Keep accuracy in ClassifierDL and SentimentDL during the training between 0.0 and 1.0
Preserve the original form of the token in BPE Tokenizer used in RoBERTa annotators (used in embeddings, sequence and token classification)

Performance Improvements (Benchmarks)

We have introduced two major performance improvements for GPU and CPU devices in Spark NLP 4.0.0 release.

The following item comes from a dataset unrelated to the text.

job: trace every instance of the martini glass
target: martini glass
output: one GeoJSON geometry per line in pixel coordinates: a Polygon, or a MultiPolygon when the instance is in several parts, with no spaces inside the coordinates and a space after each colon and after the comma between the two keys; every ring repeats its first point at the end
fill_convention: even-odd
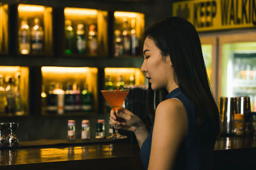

The following benchmarks have been done by using a single Dell Server with the following specs:

GPU: Tesla P100 PCIe 12GB - CUDA Version: 11.3 - Driver Version: 465.19.01
CPU: Intel(R) Xeon(R) CPU E5-2698 v4 @ 2.20GHz - 40 Cores
Memory: 80G

GPU

We have improved our batch processing approach for transformer-based Word Embeddings to improve their performance on a GPU device. These optimizations result in performance improvements up to +700%. The detailed list of improved transformer models on GPU in comparison to Spark NLP 3.4.x:

Model on GPU	Spark NLP 3.4.3 vs. 4.0.0
RoBERTa base	+560%(6.6x)
RoBERTa Large	+332%(4.3x)
Albert Base	+587%(6.9x)
Albert Large	+332%(4.3x)
DistilBERT	+659%(7.6x)
XLM-RoBERTa Base	+638%(7.4x)
XLM-RoBERTa Large	+365%(4.7x)
XLNet Base	+449%(5.5x)
XLNet Large	+267%(3.7x)
DeBERTa Base	+713%(8.1x)
DeBERTa Large	+477%(5.8x)
Longformer Base	+52%(1.5x)

CPU

The oneAPI Deep Neural Network Library (oneDNN) optimizations are now available in Spark NLP 4.0.0 that uses TensorFlow 2.7.1. You can enable those CPU optimizations by setting the environment variable TF_ENABLE_ONEDNN_OPTS=1.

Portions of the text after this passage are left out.